# What is partial least squares regression?

Partial least squares (PLS) regression is a technique that reduces the predictors to a smaller set of uncorrelated components and performs least squares regression on these components, instead of on the original data. PLS regression is especially useful when your predictors are highly collinear, or when you have more predictors than observations and ordinary least-squares regression either produces coefficients with high standard errors or fails completely.

PLS regression is primarily used in the chemical, drug, food, and plastic industries. A common application is to model the relationship between spectral measurements (NIR, IR, UV), which include many variables that are often correlated with each other, and chemical composition or other physio-chemical properties.

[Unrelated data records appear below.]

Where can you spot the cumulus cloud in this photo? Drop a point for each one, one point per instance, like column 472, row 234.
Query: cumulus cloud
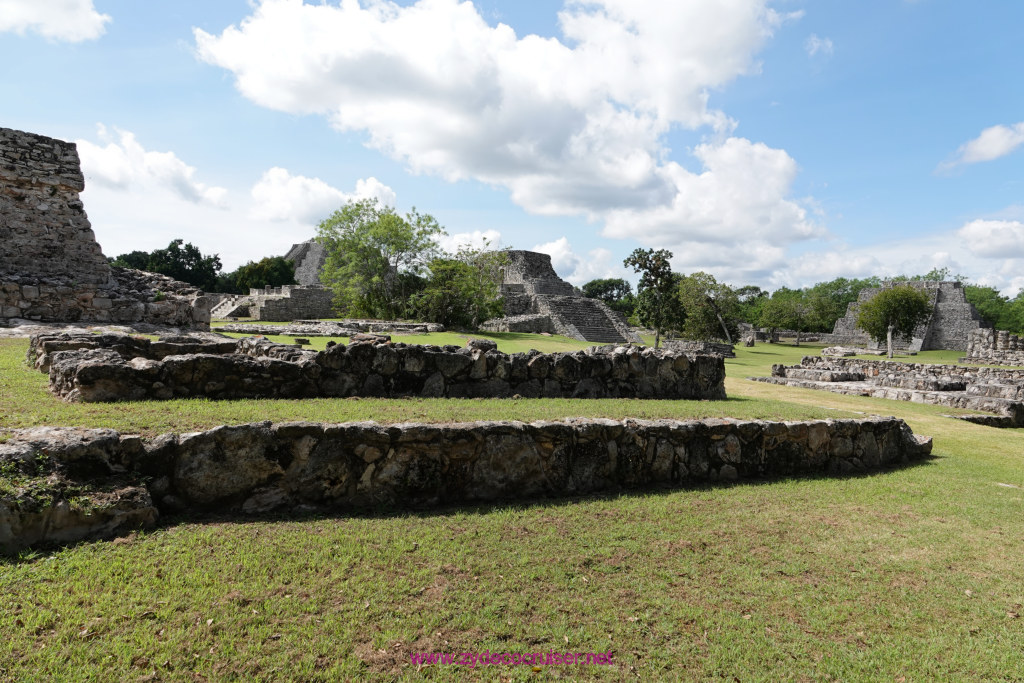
column 473, row 240
column 124, row 163
column 279, row 196
column 993, row 239
column 69, row 20
column 579, row 269
column 815, row 45
column 990, row 144
column 571, row 126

In PLS regression, the emphasis is on developing predictive models. Therefore, it is not usually used to screen out variables that are not useful in explaining the response.

Minitab uses the nonlinear iterative partial least squares (NIPALS) algorithm developed by Herman Wold. The algorithm reduces the number of predictors using a technique similar to principal components analysis to extract a set of components that describes maximum correlation between the predictors and response variables. If the predictors are highly correlated, or if a smaller number of components perfectly model the response, then the number of components in the model might be much less than the number of predictors. Minitab then performs least-squares regression on these uncorrelated components. Also, cross-validation is often used to select the components that maximize the model's predictive ability.

PLS regression fits multiple response variables in a single model. Because PLS regression models the response variables in a multivariate way, the results can differ significantly from those calculated for the response variables individually. You should model multiple responses in a single PLS regression model only when they are correlated.